がしゃ、と騎士団長が首を動かし兜の奥の視線をベッドの方にやる。

そこには初めに見た時と同じように細い寝息を立てる御令嬢の姿。ただ、決定的に違う点がある。

頬に健康的な赤みが差し、それを遮る奇妙な紋様が消えている。


ほっ、と肩から力が抜ける。良かった。助けられた。これであの御令嬢は呪いに苦しめられることは無いんだろう。

それにしても────


「……素晴らしい」


背後からしわがれた声が耳に入り、重荷を下ろして軽くなった筈の肩が跳ね上がる。

隣にいる騎士団長も心臓に大きな負担が掛かったようで、ガシャン!と重なり合った装甲同士をぶつけて音を響かせた。


「と、当主様?」


薄布の向こうで座っていたはずの公爵様がいつの間にか内側に立っている。何時からだ?僕がさっきの魔族の人にお尻向けてる時はいなかったと思うんだけど……。


「見事、“浄化”を果たして見せた……間違いなく貴殿は“勇者”である。この眼で確認できた。この国に現れたのだ……勇者が」


公爵様はこちらを見て、目を細める。

……信用を裏切らずに済んだことはとても有難い。有難いのだけど……なんだか、こっちに向けられたその笑顔に何か含むものがある気がする。

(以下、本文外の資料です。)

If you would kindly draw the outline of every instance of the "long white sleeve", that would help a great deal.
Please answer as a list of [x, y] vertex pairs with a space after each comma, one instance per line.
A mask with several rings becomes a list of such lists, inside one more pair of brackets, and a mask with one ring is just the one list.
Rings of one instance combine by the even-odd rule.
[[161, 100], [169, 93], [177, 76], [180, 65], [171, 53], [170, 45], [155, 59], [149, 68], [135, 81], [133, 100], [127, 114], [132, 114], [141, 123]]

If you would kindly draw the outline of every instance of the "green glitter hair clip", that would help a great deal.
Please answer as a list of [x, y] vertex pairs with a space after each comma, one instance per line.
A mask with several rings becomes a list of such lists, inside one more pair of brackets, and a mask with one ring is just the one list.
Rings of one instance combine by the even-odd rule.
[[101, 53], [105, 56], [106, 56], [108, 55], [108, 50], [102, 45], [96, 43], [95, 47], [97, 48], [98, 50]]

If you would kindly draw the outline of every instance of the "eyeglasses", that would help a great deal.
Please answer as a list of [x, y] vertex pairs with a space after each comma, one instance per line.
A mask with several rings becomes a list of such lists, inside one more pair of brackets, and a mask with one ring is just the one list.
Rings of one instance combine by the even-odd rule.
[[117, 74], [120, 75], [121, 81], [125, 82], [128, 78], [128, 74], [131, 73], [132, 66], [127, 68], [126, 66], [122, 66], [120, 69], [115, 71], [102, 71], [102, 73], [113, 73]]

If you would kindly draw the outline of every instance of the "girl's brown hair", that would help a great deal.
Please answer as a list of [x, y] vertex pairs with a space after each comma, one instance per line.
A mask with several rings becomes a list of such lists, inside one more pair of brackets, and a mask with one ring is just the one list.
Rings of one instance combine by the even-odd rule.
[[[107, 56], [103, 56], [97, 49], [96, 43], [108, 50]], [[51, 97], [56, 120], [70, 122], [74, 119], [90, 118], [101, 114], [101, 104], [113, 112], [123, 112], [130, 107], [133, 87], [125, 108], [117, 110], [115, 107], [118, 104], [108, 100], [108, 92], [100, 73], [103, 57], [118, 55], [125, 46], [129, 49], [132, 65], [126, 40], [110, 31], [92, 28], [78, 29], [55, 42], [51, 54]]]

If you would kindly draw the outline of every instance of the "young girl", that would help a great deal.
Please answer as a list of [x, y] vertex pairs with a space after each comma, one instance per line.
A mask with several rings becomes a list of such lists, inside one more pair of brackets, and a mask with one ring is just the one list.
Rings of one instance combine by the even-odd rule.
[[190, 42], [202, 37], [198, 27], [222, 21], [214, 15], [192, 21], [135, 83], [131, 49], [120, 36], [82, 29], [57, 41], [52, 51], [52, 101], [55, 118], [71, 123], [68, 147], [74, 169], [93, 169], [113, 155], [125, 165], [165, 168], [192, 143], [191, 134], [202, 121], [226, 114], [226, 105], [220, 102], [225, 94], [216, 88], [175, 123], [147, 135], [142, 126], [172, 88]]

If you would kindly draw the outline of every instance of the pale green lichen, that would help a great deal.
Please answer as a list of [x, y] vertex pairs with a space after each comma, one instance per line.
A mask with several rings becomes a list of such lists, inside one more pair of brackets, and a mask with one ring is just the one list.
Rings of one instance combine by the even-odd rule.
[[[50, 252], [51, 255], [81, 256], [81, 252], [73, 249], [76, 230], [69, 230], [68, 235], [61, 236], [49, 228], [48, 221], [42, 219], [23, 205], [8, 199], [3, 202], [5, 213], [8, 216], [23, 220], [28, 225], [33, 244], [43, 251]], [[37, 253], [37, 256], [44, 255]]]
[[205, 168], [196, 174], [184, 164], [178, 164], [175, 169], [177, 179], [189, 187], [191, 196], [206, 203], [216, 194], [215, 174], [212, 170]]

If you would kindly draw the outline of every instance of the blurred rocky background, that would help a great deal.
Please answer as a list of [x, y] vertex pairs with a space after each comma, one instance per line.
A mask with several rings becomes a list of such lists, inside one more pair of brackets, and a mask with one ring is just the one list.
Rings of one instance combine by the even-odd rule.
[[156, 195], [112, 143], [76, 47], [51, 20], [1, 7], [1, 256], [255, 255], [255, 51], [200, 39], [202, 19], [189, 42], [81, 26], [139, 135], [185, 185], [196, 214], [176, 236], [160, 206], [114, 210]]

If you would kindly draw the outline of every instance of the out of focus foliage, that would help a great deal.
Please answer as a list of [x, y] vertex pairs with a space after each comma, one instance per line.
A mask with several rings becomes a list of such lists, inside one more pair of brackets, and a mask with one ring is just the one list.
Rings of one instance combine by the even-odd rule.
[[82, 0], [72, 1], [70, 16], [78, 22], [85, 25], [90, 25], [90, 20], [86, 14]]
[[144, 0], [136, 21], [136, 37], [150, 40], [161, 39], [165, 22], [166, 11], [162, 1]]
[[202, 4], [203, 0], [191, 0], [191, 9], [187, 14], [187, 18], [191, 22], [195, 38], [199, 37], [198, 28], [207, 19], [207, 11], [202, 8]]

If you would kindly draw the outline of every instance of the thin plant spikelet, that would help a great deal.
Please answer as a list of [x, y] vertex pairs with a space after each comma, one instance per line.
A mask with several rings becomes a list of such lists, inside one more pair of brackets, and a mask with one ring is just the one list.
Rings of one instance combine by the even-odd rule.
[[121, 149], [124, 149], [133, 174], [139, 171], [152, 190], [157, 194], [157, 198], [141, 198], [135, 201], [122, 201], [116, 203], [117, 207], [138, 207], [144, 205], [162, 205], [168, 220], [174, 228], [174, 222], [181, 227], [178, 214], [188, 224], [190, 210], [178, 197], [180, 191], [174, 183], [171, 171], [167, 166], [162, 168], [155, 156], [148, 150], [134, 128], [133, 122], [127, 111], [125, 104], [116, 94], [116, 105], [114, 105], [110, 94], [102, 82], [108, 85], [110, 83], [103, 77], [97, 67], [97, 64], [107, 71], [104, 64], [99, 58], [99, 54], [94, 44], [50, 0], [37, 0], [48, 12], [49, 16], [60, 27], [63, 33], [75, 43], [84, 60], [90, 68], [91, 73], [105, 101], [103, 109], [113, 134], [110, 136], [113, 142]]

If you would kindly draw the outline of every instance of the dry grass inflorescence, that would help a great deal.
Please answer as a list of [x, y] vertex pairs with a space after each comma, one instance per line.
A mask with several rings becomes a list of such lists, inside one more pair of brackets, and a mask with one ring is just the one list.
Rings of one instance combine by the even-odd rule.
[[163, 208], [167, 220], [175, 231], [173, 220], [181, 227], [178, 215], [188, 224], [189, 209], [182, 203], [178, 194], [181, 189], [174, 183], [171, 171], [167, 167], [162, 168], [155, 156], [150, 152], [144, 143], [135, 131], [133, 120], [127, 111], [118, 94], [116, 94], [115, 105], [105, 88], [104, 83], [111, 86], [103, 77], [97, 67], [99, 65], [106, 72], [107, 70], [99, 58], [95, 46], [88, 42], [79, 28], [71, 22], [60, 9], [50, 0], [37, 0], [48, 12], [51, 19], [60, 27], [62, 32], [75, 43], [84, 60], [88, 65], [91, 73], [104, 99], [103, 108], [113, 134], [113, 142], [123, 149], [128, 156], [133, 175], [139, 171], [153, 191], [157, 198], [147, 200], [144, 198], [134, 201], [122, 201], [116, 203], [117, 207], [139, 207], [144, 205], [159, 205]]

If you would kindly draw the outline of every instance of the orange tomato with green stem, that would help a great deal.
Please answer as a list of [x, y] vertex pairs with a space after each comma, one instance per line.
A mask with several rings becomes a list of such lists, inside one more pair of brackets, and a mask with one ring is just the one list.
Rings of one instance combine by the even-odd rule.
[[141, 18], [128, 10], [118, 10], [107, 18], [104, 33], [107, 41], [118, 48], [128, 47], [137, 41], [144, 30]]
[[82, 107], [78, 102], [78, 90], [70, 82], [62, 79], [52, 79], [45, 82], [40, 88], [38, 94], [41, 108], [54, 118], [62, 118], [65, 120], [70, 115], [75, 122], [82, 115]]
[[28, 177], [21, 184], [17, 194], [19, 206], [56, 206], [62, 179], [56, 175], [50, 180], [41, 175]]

言ってしまうと、ちょっと、胡散臭さに近しいものを感じてしまう。


いや、一先ずそれより…


「……やっぱり僕は勇者なんですか…?魔王と共に現れるという?」


「そうでなかったらなんだ」


…そういうことになるよな。…なら、さっきの、あの人が言っていたことは……


『だが“今回”は違う。今回はまだどっちもどこも誰も見つけてねぇ……俺が一番乗りになるんだ……へへ…』


「何処も魔王の話が聞けなかったのは、いないからじゃなくて“隠れている”から……?」


そんな僕の呟きを聞いた公爵様が、笑い皺をより深くする。